Almost half of all "job gains" in the past year are from an excel spreadsheet which assumes 1.84 million new jobs were created from new business creation (i.e. Birth/Death adjustment)https://t.co/C8xQNvZKYF pic.twitter.com/SyJBtBkQBd
— zerohedge (@zerohedge) May 5, 2023
... and again...
Lowering inflation also likely to require softer labor markets.
— zerohedge (@zerohedge) August 25, 2023
Translation: stop it with the ridiculous seasonal birth-death adjustments.
... and again...
holy shit: birth/death model added 412K excel spreadsheet "jobs", the second highest on record.

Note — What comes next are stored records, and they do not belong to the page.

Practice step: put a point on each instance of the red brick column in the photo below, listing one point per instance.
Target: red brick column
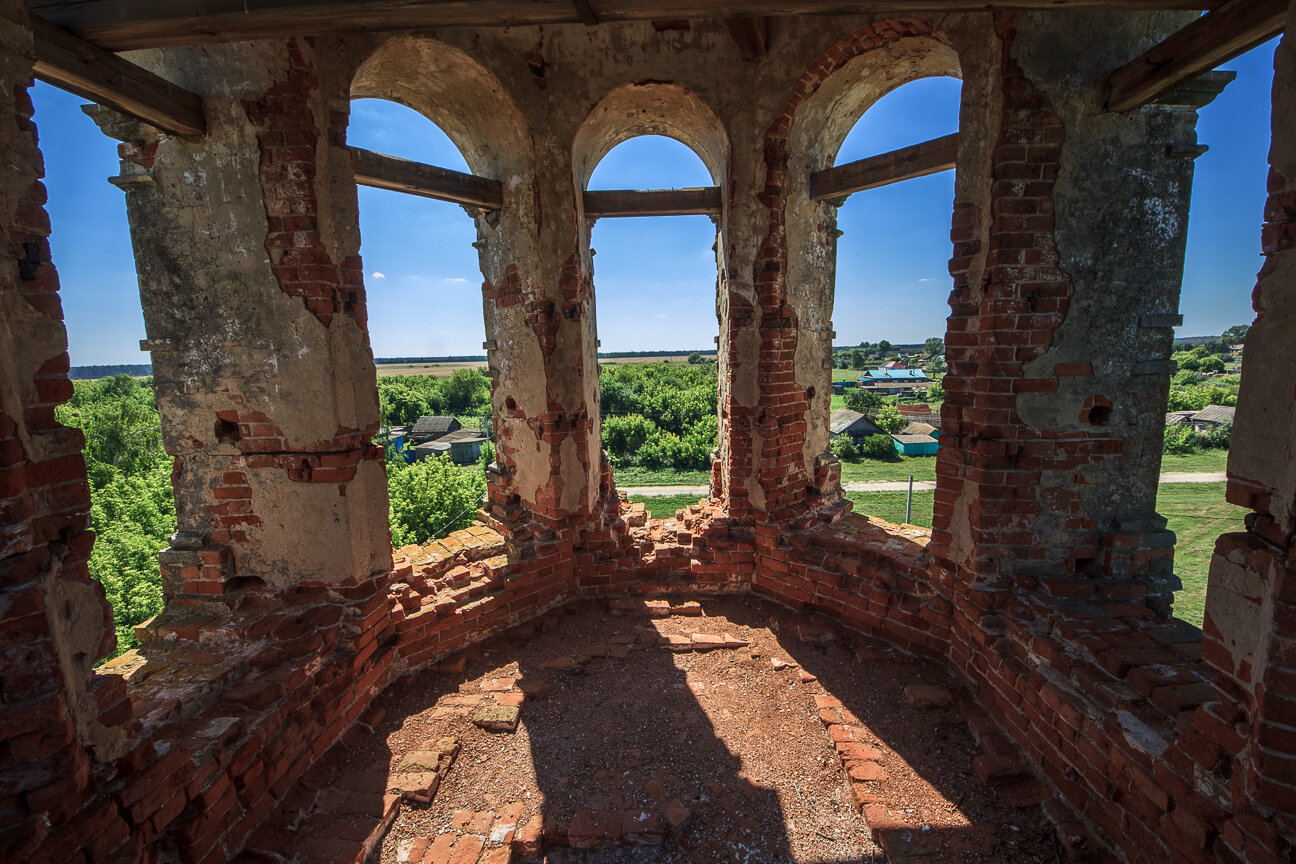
(1251, 599)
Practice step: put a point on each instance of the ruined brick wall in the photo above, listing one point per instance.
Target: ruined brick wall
(1042, 579)
(57, 720)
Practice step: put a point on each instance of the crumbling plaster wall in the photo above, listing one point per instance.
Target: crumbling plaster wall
(266, 394)
(1121, 211)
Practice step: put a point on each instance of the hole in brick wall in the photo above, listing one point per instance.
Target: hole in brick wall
(1099, 415)
(226, 431)
(127, 473)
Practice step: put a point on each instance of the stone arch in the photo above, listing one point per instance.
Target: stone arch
(633, 110)
(455, 92)
(846, 79)
(671, 110)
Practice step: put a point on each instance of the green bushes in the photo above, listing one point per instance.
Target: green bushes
(659, 416)
(880, 447)
(402, 399)
(132, 509)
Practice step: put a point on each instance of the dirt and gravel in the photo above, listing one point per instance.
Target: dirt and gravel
(716, 742)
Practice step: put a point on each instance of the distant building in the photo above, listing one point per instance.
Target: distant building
(1211, 417)
(844, 421)
(433, 428)
(915, 444)
(893, 381)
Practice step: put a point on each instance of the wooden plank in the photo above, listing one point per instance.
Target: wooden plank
(916, 161)
(1212, 39)
(384, 171)
(752, 36)
(92, 73)
(603, 204)
(123, 25)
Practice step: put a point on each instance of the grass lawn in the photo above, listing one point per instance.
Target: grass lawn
(923, 468)
(665, 507)
(1198, 514)
(891, 505)
(1203, 460)
(661, 477)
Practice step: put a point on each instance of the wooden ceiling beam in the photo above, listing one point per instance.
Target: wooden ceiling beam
(884, 169)
(601, 204)
(1215, 38)
(125, 25)
(92, 73)
(384, 171)
(752, 36)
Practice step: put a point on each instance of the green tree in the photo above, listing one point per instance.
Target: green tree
(430, 498)
(862, 399)
(1178, 439)
(1235, 334)
(844, 447)
(1211, 364)
(889, 419)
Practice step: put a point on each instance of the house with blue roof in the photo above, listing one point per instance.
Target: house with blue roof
(893, 381)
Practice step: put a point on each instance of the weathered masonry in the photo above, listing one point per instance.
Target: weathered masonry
(1046, 583)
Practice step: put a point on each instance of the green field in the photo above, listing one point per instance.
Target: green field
(1196, 513)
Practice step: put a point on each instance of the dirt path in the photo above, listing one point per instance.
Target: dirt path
(900, 486)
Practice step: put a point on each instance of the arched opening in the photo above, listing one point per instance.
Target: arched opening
(660, 422)
(891, 308)
(425, 329)
(429, 327)
(863, 294)
(656, 303)
(128, 473)
(1229, 185)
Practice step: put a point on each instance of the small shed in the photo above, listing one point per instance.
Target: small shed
(915, 444)
(844, 421)
(1211, 417)
(463, 446)
(919, 428)
(433, 428)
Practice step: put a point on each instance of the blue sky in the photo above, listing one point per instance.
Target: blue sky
(655, 279)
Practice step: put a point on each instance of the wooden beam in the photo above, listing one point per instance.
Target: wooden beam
(752, 36)
(585, 13)
(916, 161)
(1212, 39)
(123, 25)
(659, 202)
(384, 171)
(92, 73)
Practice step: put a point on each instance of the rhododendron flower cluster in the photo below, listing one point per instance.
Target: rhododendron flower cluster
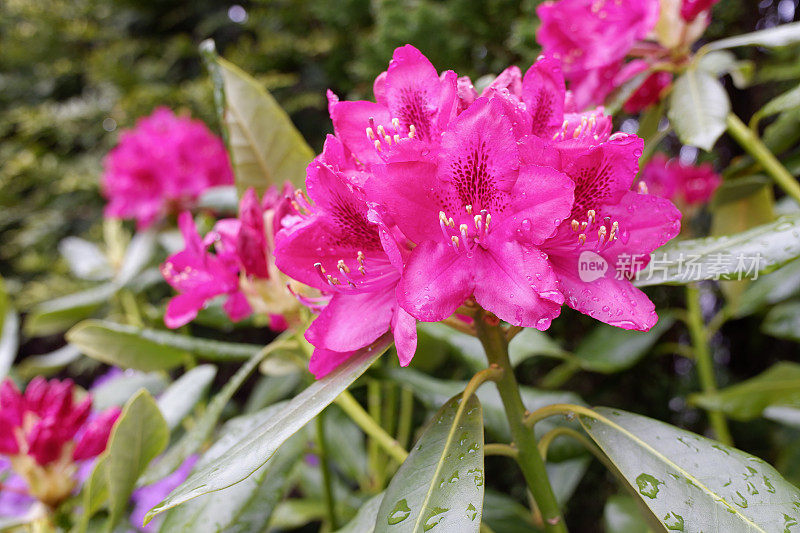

— zerohedge (@zerohedge) November 3, 2023
US economy sliding into recession and BLS assuming the 2nd fastest pace of new business creation in history! pic.twitter.com/KbTgO0qnqJ
[there are more "and again"'s and other tweets but I got bored]
... and so on.
We even correctly predicted - one day ahead of time - that massive, 818,000 negative jobs revision August 21, 2024 which served as the basis for the Fed's jumbo rate cut and start of the easing cycle despite sticky 3% inflation...
For those confused why the Birth-Death adjustment, once a solid statistical adjustment, became the laughing stock of the jobs report, we gave the answer in Sept 2024, when we said that "fraudulent small business creation over the past 4 years (to illegally benefit from PPP loans) is why the US labor market is such a mess (near record downward job revisions) with the Birth/Death indicator the most inaccurate it has ever been."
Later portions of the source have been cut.